While UK-listed firms with DB sponsors issued 18 profit warnings in the first quarter of the year, equalling the number issued in Q1 2024, of the eight issued so far in Q2, five cited the direct or indirect impact of tariffs.
Across all UK-listed companies, 62 profit warnings were issued in Q1 2025, with nearly a third (29%) coming from firms with DB pension schemes.
A third (33%) of warnings from UK-listed companies with a DB pension scheme during the first quarter cited contract and order cancellations or delays – the highest percentage for this cause in two years. Geopolitical turbulence (22%) and rising costs (17%) were the other main reasons behind warnings.
More than a quarter (26%) of all UK-listed companies with a DB pension scheme have issued a profit warning in the last 12 months.
Karina Brookes, UK Pensions Covenant Advisory Leader and EY-Parthenon Partner, said: “This latest data aligns with the discussions we’re currently having with sponsors across a range of sectors. Even businesses that are less directly impacted by tariffs are facing disruption caused by indirect impacts such as the knock-on effect on supply chain and wider economic uncertainty. Trustees should continue to engage with sponsors to fully understand the different scenarios they are considering and any impact on core business operations, including supply chain shifts. As geopolitical uncertainty continues, businesses might look to engage with schemes to access surpluses in line with new proposed government policy.”

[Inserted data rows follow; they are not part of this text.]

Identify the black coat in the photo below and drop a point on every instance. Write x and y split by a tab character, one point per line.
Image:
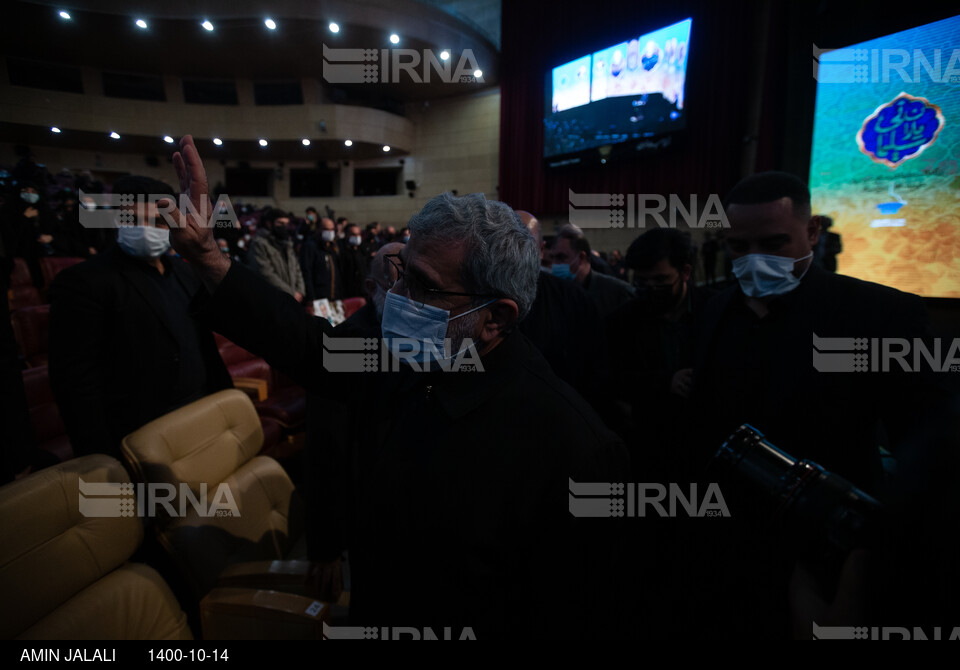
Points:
322	275
453	489
761	371
116	358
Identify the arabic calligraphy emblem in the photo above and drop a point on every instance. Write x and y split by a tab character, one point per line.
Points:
900	130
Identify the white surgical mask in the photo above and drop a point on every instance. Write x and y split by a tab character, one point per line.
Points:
425	326
143	241
763	275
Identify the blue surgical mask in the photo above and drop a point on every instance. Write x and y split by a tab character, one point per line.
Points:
425	325
143	241
561	270
763	275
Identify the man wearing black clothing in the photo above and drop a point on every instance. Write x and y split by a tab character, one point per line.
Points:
353	262
123	347
566	327
320	260
754	366
457	512
652	338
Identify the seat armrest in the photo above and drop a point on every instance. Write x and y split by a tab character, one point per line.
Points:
257	389
257	614
286	576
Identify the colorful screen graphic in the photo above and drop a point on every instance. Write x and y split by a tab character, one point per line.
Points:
884	164
629	91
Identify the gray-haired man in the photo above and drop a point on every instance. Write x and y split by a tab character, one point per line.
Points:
453	497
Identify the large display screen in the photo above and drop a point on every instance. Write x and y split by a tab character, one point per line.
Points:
884	162
629	91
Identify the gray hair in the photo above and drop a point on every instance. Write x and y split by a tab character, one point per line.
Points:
501	255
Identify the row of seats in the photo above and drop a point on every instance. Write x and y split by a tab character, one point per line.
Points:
69	538
22	293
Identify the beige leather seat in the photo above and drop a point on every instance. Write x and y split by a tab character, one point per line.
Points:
63	570
214	441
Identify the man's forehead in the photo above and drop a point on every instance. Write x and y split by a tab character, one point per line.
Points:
439	261
761	218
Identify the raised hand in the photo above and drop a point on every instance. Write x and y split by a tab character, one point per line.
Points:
191	233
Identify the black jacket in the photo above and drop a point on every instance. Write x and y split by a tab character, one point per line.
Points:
321	270
762	371
118	355
453	490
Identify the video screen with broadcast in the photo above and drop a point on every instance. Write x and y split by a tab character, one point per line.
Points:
884	162
629	91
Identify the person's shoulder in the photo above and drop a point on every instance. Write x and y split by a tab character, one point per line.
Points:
613	283
564	412
859	292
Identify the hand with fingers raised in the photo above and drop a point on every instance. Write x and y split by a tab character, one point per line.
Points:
191	232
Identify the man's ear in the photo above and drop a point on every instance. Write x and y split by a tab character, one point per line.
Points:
814	228
503	316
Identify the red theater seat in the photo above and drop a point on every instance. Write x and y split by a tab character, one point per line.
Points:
31	328
51	266
48	428
20	275
284	403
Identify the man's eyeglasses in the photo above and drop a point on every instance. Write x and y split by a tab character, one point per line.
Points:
415	288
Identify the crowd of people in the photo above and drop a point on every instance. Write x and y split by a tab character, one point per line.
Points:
454	487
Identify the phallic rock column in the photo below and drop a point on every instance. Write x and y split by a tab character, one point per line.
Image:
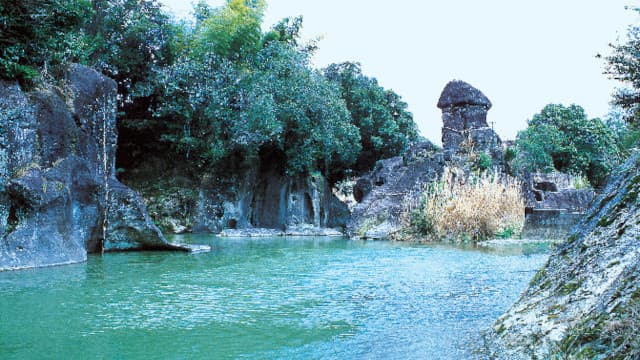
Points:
464	115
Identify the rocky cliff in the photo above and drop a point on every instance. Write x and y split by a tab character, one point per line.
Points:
59	197
258	195
585	303
381	195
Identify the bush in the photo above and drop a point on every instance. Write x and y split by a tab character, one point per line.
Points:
460	209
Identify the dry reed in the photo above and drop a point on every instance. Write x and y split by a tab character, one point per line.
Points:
465	208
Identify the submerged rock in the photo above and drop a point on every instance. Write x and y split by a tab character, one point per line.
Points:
586	300
59	197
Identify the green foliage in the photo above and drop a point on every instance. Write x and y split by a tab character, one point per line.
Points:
216	109
132	40
231	31
40	34
386	126
564	139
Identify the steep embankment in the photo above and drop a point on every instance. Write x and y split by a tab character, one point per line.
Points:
59	197
586	300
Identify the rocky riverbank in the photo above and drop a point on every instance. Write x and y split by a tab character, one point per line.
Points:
585	302
59	197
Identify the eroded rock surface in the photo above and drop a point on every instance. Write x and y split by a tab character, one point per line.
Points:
586	299
383	193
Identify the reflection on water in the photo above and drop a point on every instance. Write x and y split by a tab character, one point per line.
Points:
265	298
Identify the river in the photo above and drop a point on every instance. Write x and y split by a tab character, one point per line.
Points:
267	298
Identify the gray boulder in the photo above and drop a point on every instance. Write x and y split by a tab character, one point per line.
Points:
464	115
585	301
58	194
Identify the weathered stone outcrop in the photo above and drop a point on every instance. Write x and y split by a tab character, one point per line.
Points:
464	115
58	194
382	194
260	197
586	300
266	198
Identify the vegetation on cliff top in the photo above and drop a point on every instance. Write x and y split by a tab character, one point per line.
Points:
214	92
464	208
563	138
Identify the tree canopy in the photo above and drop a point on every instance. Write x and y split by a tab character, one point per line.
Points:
215	92
563	138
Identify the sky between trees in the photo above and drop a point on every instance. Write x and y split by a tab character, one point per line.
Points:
522	55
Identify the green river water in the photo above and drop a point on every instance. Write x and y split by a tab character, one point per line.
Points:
270	298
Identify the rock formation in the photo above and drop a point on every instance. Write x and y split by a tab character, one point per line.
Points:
59	197
383	193
261	196
464	116
585	301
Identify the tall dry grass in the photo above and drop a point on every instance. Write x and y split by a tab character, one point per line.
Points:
466	208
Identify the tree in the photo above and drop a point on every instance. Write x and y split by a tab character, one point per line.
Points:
564	139
231	31
276	105
624	65
386	126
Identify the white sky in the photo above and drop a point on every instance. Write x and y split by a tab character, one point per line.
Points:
521	54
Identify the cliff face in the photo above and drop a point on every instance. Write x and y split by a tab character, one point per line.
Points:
381	195
586	301
260	197
59	197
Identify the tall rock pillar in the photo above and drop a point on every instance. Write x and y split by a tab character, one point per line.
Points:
464	115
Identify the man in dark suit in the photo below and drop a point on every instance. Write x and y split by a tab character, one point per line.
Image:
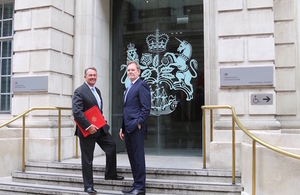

Paul Kitson, UK Pensions Consulting Leader at EY, added: “Ongoing geopolitical and economic uncertainty is challenging the pensions sector, and both trustees and sponsors are working hard to ensure they are meeting the diverse needs of pension scheme members, employees, and corporate sponsors through turbulent times. Confirmation that DB pension scheme surplus release will be included in the upcoming Pension Schemes Bill presents a positive opportunity to enhance covenant, but ongoing market volatility means the terms and structure of any surplus release will need to be carefully managed to ensure there is no inadvertent reduction to value.
“To navigate this, trustees and sponsors will need to develop a clear framework that balances the diverse needs of these stakeholder groups, and to undertake an objective assessment of the employer position before and after surplus release to ensure positive outcomes are delivered for all.”